Landing Hamilton would be legit first-round feat for Commanders

Kyle Hamilton

Because of the millions of mocks — that's probably not hyperbole, by the way — and endless pick prognosticating of the last few months, Commanders fans might've grown numb to the talk of this player or that player landing with Washington in Thursday's first round of the 2022 NFL Draft.

But now that we've made it to the eve of the event, it's worth reiterating something one final time, with emphasis: If the Commanders come away with Notre Dame safety Kyle Hamilton, that'd qualify as a heist. Not just a steal, but a full-on, call-the-police-and-get-the-chopper-in-the-air heist.

In that scenario, Hamilton would be the draft's 11th overall pick. According to many, many pundits, however, he's far more valuable than that slot would indicate.

Pro Football Focus ranks the defensive back as the eighth-best prospect, calling him "a modern hybrid defender who can do whatever is asked of him."

Dane Brugler of The Athletic has Hamilton sixth on his board, describing the Fighting Irish product as someone with "the potential to be a diverse matchup weapon in the NFL due to his rare combination of physical traits and natural football instincts."'s Daniel Jeremiah labels Hamilton as the class' fifth-best rising pro, noting that he owns "all of the tools to emerge as a Pro Bowler early in his career."


And ESPN's Jeff Legwold lists Hamilton third on his Top 100, lauding his penchant for "how-did-he-get-there" plays.

So if Hamilton is so beloved by those who closely study the college game, why could he spill down the order and into Washington's range?
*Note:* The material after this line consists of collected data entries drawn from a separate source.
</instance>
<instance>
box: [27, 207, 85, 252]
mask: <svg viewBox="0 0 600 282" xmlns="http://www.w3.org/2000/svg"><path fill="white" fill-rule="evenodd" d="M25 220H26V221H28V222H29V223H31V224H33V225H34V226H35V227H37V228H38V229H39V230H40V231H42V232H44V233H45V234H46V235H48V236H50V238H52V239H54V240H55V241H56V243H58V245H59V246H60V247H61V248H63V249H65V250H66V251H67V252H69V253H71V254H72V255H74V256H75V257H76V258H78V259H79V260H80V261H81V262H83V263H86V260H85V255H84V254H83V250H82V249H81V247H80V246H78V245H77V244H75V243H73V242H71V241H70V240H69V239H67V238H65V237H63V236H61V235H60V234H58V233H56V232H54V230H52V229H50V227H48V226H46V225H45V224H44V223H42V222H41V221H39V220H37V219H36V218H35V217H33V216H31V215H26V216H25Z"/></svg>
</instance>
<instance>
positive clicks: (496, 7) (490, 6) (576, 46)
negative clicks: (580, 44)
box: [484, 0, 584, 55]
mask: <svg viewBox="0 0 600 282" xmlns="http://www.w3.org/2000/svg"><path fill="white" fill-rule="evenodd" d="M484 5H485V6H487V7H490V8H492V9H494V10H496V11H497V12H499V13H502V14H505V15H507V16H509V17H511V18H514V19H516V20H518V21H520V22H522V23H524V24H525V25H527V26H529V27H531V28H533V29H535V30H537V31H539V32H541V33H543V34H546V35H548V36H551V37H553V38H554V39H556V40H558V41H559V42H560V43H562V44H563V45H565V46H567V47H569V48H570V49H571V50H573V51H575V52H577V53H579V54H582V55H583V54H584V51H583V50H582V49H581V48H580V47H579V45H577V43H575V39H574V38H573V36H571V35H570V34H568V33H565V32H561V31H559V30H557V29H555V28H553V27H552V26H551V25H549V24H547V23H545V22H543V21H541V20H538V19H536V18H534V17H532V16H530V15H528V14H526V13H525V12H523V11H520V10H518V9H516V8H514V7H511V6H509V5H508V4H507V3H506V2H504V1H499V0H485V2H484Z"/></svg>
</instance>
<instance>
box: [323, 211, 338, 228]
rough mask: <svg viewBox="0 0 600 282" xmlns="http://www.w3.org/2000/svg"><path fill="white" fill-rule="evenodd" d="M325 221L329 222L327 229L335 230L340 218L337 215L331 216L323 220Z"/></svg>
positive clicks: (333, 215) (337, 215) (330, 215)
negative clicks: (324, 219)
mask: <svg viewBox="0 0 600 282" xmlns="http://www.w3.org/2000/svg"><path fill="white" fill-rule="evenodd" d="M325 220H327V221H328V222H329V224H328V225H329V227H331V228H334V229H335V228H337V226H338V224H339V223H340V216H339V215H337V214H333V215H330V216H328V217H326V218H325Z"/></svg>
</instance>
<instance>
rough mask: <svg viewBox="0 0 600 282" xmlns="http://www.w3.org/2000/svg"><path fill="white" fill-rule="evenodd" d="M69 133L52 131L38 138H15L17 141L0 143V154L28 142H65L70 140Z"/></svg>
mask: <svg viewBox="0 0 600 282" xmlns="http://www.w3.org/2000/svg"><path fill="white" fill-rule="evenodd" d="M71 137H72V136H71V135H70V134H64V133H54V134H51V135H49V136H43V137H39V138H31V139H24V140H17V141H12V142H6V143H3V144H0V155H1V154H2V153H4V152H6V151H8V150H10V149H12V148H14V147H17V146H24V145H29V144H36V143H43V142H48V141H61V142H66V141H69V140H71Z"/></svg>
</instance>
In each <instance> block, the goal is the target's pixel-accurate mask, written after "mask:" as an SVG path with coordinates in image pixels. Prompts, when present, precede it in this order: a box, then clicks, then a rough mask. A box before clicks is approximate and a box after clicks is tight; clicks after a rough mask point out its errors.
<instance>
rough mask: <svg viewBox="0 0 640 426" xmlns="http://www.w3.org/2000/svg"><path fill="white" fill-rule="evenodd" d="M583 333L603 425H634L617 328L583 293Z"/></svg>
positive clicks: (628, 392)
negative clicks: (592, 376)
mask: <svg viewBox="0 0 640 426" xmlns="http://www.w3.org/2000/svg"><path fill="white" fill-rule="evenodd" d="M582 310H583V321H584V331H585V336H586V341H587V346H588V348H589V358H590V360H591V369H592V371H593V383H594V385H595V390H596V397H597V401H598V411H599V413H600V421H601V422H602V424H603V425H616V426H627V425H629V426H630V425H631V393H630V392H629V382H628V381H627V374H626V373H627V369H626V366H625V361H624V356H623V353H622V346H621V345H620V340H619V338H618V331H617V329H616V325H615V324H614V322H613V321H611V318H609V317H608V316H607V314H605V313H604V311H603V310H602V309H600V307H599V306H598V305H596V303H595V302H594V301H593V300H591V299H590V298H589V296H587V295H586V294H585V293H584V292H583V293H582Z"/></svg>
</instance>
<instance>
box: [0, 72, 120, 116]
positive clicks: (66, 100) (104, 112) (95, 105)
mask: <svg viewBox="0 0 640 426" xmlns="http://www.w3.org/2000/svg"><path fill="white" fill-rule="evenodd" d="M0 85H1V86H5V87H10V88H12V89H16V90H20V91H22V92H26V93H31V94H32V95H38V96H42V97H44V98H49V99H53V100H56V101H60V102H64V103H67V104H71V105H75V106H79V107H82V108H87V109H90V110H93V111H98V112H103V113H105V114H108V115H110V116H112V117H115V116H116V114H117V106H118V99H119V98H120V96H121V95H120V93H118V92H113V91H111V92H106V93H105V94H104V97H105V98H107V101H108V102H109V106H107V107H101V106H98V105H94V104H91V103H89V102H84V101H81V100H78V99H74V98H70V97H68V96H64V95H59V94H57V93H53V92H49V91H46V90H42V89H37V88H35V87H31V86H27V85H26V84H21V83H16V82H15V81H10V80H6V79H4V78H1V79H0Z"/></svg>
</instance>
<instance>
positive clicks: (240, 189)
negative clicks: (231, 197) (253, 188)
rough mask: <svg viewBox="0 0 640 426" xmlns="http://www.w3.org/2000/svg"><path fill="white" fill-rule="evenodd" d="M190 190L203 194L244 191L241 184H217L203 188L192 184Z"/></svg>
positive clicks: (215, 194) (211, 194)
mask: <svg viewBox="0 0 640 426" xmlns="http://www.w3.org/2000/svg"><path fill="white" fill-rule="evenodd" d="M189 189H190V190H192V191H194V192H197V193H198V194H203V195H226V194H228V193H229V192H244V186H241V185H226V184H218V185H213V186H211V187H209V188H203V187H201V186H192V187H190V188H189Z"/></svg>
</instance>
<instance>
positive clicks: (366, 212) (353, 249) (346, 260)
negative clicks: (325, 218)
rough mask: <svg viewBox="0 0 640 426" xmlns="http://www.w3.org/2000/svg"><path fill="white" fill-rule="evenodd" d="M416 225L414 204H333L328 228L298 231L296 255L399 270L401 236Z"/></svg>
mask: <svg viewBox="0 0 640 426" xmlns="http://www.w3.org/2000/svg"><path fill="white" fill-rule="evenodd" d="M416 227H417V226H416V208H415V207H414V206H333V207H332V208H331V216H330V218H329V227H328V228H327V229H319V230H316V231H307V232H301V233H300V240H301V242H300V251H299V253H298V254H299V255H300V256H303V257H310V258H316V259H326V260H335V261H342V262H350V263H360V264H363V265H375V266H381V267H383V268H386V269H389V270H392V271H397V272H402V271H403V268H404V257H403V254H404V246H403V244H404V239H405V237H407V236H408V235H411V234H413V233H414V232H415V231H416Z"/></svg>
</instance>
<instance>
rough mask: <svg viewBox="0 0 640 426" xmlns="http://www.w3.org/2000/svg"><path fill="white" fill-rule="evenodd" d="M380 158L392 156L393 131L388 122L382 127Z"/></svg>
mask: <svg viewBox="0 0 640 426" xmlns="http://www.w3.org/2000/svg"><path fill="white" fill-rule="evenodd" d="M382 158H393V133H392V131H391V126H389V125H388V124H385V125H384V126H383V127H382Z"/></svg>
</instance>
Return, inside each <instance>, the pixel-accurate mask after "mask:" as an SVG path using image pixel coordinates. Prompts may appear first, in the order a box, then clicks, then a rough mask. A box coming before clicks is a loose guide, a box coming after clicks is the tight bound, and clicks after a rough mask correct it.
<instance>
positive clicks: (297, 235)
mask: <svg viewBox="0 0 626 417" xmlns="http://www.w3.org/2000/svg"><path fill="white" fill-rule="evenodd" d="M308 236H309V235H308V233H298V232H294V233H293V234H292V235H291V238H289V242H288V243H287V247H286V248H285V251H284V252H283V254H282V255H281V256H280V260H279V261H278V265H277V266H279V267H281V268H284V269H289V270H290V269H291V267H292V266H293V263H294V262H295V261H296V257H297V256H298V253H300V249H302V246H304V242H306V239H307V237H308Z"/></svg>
The answer lies in how his position is viewed. 

Quarterbacks, offensive tackles and pass rushers are universally coveted across the league, and the 2022 crop, though weak at quarterback, is littered with edge options on both sides of the ball. Despite the QB questions, it's still quite possible Malik Willis or Kenny Pickett hears their name called early. Then there's a group of receivers and a couple of corners who seem destined to dap up Roger Goodell soon after the official clock starts, too.

Safeties, meanwhile, aren't as off-limits in the premium territory of the first round as, say, guards or running backs are, but they have been passed over lately for those whose jobs were covered in the previous paragraph.

In both 2021 and 2020, the first safety was actually selected in the second round at 36th overall, and in 2019, Darnell Savage Jr. didn't go to Green Bay until No. 21. Before him, Minkah Fitzpatrick went 11th to the Dolphins in 2018.

To encounter the last safety nabbed in the single digits, you have to go back to 2017, when the Jets opted for Jamal Adams at No. 6. There's precedent for these guys waiting to find out where pro life will begin, and Hamilton could be the next to do so, regardless of how celebrated he is.

But if he does, the Commanders would be wise to put an end to his slide. 

Now, Hamilton's 40-yard dash didn't have scouts double-checking their watches, and he missed Notre Dame's last six contests with a knee injury. Those are valid shortcomings to mention. Yet scouts believe in Hamilton's anticipation and football IQ, which can offset a lack of long speed, and the knee issue isn't something that plagued him at any other point of his high school or college careers. 

In addition to feeling a bit of overall malaise heading into the draft, some Washington supporters may be underwhelmed by the notion of choosing another defender, period. 

In fact, a source familiar with the situation says that the writer of this very story just spent the better part of a new podcast episode arguing that Ron Rivera better exit the weekend with another seriously-skilled wideout. Terry McLaurin, Curtis Samuel and their understudies have the makings of a solid crew, but solid isn't enough anymore.


Yet that offensive improvement can be accomplished with the club's second-rounder, which is currently at No. 47. Jameson Williams, Drake London, Chris Olave or Garrett Wilson would register as excellent pickups in their own right on Thursday, but Treylon Burks, Jahan Dotson, George Pickens or Christian Watson on Friday represent intriguing possibilities as well.

Maybe Hamilton is scooped up ahead of Washington's turn, which wouldn't be all that shocking. Or maybe Rivera decides to surround Carson Wentz with elite help right away, which is an objective he's touched on before.

Should Hamilton prove to be the selection, though, don't allow the consistent connecting of him and the Commanders to sap the excitement from that outcome. The truly special safeties can transform a defense in a multitude of ways, and Hamilton has the makings of the next truly special safety.